River Scrolls
The River Scrolls began with a notebook full of drawings made by the Truckee River. Imagining them assembled into a long scroll form, about forty drawings were used to make the first large River Scroll at Magnolia Editions. Subsequent trips to other rivers, streams and fountains yielded different line qualities, and suggested other variations, from the minimal to the Baroque.
Donna Brookman 2013
Metamorphosis Large Prints
The larger Metamorphosis prints grew out of the process of working on the book, and suggest a vortex of transformation. They begin with fragments of old engravings and text that are collaged, drawn and painted, then made into photo-etching plates. Each image is hand-printed in an edition of ten.
Ragini
Beginning to explore the complex use of color, the energetic engagement of the painter with every detail of the natural world, made me realize that this tradition embodied a fundamentally different view of humans in the world. The world of miniatures is buzzing and blooming. Water swirls in the river, storms gather and burst; the landscape is fully alive.

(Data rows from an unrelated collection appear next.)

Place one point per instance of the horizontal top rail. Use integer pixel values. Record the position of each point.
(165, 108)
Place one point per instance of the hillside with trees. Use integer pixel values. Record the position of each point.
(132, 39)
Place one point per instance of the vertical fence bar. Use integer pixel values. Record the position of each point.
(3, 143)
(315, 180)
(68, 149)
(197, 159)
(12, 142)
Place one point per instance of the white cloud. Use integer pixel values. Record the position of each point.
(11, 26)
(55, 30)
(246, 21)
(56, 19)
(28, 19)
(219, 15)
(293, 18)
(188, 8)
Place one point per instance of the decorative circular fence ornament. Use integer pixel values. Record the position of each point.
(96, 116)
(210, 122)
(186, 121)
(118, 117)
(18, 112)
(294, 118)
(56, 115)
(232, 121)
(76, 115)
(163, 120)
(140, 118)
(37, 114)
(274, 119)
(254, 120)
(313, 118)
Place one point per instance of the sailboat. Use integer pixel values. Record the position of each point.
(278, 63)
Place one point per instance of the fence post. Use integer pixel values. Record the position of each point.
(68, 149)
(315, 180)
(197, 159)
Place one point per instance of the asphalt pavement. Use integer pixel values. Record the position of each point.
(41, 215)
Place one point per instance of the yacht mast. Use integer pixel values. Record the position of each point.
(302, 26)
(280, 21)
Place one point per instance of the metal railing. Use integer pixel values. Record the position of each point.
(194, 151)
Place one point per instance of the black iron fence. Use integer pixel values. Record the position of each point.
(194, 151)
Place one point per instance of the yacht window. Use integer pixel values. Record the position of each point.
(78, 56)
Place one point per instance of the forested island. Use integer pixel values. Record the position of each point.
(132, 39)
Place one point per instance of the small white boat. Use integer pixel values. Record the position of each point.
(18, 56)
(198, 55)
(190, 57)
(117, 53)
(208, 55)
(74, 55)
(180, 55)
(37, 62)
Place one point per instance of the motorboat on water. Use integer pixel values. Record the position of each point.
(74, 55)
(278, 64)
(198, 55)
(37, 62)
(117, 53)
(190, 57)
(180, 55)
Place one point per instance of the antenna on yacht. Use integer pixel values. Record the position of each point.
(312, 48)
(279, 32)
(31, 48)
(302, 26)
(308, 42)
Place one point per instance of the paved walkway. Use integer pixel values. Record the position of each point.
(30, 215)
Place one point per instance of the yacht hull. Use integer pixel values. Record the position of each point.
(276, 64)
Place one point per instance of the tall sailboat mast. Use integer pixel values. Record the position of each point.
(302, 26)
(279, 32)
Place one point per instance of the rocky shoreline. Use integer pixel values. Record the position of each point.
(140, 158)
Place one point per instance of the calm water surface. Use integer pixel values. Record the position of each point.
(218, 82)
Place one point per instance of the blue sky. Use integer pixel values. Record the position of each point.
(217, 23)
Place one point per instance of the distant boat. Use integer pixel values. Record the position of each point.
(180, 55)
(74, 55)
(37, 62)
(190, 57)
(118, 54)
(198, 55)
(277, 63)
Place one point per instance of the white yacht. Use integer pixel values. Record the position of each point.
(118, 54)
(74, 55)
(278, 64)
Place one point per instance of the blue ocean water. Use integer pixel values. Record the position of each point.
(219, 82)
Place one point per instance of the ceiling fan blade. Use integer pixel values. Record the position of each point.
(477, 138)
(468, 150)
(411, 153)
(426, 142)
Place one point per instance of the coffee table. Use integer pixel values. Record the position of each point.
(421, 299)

Coming from a Northern European background, educated in minimalism and austerity, this was revelatory, and challenging. And yet it was aligned with my deepest intuition about the nature of reality, that it was fundamentally energetic and unified.
I remember when I first learned about atoms, and how much space existed within them. Solid form began to dematerialize before me and the world shifted. Form as a concentration of energy rather than an absolute became fundamental to my way of seeing.
And music, always central to working in the studio, became more explicit in the work. Rhythmic complexity, theme and variations, musical concepts interpreted visually, suggest a more fundamental form of knowing the world. Unlike the western tradition of subject and background, which emphasizes man’s dominance over nature, the Ragini paintings depict a world in which we remember that we are integrated at the deepest level with all that surrounds us.